As Agnes reached for the doorknob, Marley gave it one more try: “You can leave Sonny with me if you want. I’d be happy to drive him over later.”
But Agnes, Sonny in tow, was already out the door. She called back. “Nah, he’s fine with me.”
Marley watched from the doorway as Agnes loaded Sonny into a rusted pickup. She waited for them to back fully out of the long driveway and throttle out of sight before closing the door. She set her guilt aside, convincing herself she’d at least tried to intervene on Sonny’s behalf—to have pushed the matter further meant risking an ugly confrontation with Agnes, something Marley was ill-equipped to deal with in her fragile state of mind. Still, she couldn’t help but feel a sense of shame, as if she’d somehow let the boy down.
She buried the shame, along with everything else she was feeling at this moment, wanting only to retreat to her ‘safe’ place. After drawing the blinds and locking the front door, she kicked off her shoes and stripped to her bra and panties, tossing her clothes over the arm of the big couch. Numbly, she made for the kitchen to fetch a corkscrew and the unopened bottle of Cabernet she had stashed away in the cupboard beneath the sink. Ignoring the broken wine glass on the pony wall as she passed, Marley headed into her bedroom and closed the door behind her. Bottle uncorked, she set it on her nightstand and climbed into her new bed, a queen-sized heated waterbed surrounded by a thick oak frame. Her late grandmother’s quilt provided the cloak Marley needed just now—soft, warm and comforting—a cloak she burrowed under to escape the sullen thoughts banging around inside her skull:
Thoughts of Agnes and the wailing, mistreated child.

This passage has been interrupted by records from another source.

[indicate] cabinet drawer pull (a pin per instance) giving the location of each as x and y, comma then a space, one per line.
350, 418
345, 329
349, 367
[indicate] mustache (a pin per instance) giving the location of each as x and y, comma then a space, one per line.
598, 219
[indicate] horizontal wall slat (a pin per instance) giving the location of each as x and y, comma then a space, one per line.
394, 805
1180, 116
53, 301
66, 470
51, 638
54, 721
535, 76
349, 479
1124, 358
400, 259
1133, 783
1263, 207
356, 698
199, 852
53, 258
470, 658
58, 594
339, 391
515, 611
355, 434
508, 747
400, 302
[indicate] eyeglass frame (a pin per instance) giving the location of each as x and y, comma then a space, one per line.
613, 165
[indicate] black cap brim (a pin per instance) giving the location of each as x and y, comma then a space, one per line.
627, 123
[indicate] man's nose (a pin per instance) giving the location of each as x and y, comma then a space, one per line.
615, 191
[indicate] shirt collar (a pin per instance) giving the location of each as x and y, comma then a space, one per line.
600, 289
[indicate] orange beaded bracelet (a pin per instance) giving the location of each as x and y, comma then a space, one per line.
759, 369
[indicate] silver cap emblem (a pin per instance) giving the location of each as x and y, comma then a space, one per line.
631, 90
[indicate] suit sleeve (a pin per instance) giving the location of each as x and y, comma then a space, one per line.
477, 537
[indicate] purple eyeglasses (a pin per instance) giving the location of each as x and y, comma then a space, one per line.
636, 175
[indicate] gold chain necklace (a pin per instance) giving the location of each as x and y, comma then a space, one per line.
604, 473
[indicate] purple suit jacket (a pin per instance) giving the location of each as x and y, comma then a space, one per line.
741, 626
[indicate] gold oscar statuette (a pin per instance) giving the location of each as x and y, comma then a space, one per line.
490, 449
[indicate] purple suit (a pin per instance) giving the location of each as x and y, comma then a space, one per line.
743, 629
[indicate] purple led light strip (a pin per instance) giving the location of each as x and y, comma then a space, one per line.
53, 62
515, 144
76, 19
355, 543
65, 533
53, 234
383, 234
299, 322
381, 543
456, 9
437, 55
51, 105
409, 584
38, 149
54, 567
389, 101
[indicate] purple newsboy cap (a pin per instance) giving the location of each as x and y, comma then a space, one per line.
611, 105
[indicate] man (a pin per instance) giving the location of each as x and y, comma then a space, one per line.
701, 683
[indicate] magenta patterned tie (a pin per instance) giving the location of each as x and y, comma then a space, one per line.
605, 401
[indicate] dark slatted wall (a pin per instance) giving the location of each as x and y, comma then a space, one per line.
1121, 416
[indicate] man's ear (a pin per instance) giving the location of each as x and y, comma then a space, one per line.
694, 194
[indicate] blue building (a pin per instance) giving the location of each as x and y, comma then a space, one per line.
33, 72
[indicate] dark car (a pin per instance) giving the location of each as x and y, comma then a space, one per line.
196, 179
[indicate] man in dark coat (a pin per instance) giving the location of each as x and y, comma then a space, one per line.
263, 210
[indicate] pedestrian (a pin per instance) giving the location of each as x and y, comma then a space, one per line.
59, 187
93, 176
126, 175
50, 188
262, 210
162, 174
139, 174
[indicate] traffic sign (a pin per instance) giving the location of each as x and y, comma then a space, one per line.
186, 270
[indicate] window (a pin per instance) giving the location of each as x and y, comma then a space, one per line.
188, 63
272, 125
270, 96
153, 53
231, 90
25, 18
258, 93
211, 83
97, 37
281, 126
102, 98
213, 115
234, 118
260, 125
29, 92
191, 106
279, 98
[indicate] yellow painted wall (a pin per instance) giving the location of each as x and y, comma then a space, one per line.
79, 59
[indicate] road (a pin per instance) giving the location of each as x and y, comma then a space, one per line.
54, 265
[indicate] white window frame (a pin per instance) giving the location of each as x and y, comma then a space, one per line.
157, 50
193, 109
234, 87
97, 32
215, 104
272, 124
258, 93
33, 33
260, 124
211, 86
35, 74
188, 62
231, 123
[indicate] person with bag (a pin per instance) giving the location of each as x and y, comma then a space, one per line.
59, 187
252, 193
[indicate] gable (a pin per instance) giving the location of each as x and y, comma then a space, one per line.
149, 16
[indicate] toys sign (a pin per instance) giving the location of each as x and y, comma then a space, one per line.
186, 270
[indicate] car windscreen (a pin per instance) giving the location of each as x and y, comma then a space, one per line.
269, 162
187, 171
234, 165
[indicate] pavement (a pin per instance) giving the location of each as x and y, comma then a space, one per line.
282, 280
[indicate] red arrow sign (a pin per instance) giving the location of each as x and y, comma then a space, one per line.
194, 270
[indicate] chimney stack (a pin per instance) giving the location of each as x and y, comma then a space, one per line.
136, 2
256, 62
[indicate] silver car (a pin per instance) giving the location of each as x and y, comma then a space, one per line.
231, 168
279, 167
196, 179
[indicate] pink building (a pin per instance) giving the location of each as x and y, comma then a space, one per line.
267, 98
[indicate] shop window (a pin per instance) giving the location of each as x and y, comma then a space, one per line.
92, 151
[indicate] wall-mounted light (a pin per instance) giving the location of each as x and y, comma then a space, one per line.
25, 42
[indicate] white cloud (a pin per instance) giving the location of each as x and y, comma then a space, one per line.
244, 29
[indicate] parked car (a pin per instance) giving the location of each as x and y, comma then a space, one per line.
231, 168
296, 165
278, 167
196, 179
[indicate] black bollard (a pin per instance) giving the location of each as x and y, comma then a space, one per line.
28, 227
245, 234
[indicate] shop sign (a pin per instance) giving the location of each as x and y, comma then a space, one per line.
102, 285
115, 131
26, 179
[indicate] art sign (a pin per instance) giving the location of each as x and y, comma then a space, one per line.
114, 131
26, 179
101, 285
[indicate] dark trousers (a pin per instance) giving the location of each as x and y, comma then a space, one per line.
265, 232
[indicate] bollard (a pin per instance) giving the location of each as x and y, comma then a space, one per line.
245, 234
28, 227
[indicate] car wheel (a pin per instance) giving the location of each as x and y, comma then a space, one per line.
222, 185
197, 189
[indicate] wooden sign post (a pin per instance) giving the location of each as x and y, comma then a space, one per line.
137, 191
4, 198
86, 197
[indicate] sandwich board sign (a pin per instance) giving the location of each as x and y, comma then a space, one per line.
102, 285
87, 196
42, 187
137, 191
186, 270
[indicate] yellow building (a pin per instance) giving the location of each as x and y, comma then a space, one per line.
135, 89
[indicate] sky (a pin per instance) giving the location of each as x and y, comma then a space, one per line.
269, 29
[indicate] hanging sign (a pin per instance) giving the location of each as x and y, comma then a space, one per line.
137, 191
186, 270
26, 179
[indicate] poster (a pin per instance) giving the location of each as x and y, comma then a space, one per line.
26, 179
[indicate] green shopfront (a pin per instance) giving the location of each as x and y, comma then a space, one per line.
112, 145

Thoughts of her own unhappy childhood.
Thoughts of herself—terrible, unkind, and destructive imaginings that bolstered and confirmed her feelings of inferiority and worthlessness.
Marley pulled the quilt over her head to both block out the world and to hide her quiet sobs. And there, under her cloak, she would stay, cocooned, until morning when the alarm would sound, forcing her to crawl back out again, against her will, into the heat and glare of a relentless burning sun that scorched any hope for a better, brighter day.